Everyone needs water. Life exists because of it. In Canada, we expect water to be everywhere, accessible and clean. But the reality is that less than one per cent of the world’s freshwater is readily accessible for direct human use.
We also expect our governments to protect this resource and put a community’s need for drinking water ahead of a corporation’s desire to bottle and sell water for profit. But sometimes, governmental priorities get confused, as they did recently in Ontario.
Every day, Ontario permits Nestle Canada Inc. to take 1.13 million litres of water, which it then bottles and sells, from an aquifer in Wellington County near Guelph. Last year, the Ontario government — through the Ministry of the Environment (MOE) — renewed the permit on the condition that Nestle would take less water from the aquifer during serious droughts. But Nestle appealed these mandatory restrictions to the Ontario Environmental Review Tribunal, which has jurisdiction to determine disputes over groundwater permits. Then the MOE tried to cut a settlement deal with Nestle.
The deal would have allowed Nestle to avoid the mandatory drought restrictions. But in February, pro bono lawyers at Ecojustice challenged the deal on behalf of Wellington Water Watchers and Council of Canadians.
We filed a legal submission with the Ontario Environmental Review Tribunal, arguing that the proposed settlement was bad for the province and deserved closer scrutiny.

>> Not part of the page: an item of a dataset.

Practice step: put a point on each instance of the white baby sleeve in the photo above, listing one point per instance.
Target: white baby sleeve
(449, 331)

Last month, the Tribunal agreed with our clients. It concluded that the proposed settlement deal was not in the public interest and was inconsistent with the Ontario Water Resources Act. The Tribunal ordered a full hearing so that the appropriateness of the drought-based restrictions could be thoroughly examined. But recently, as a result of the Tribunal’s decision to order a hearing, Nestle withdrew its appeal of the mandatory drought restrictions. The deal is dead.
So Nestle must comply with the original permit conditions, reducing the amount of groundwater it takes from Wellington County during drought. Because these non-profit community groups took action, Nestle must leave more water for other users (in dry times) and the government must ensure they live up to that promise.
Federal, provincial and municipal governments are each responsible, to the extent of their jurisdictions, for managing groundwater resources. But that’s not always what happens. Sometimes well-organized, dedicated members of the public must use the legal system to hold government accountable.
Our watersheds are vulnerable when governments roll out the red carpet for private companies who bristle at mandatory restrictions on their water takings.
In this case, the MOE had it right in the first place — drought-based restrictions should be applied to all future water takings for bottle water enterprises. All Ontarians, not just those who drink water from a well, need to be protected against those who would cut deals that limit the government’s ability to safeguard our shared water supplies. The same approach should apply in Quebec.
The example from Wellington County resonates throughout Canada. It hits home to those of us living in the Pontiac who depend on well-water for our basic needs. When making decisions about the water that sustains our communities, the government’s job is to put the greater public interest first.
The following are my thoughts and not part of this article:
I would think that the province of B.C. should be taking a very close look at this outcome for many like Sheila Muxlow, pictured outside Nestle’s bottling plant near Hope, B.C. on Aug. 12, 2013, who have concerns about Nestle withdrawing millions of litres of water without payment. According to the provincial Ministry of Environment, “B.C. is the only jurisdiction in Canada that doesn’t regulate groundwater use.”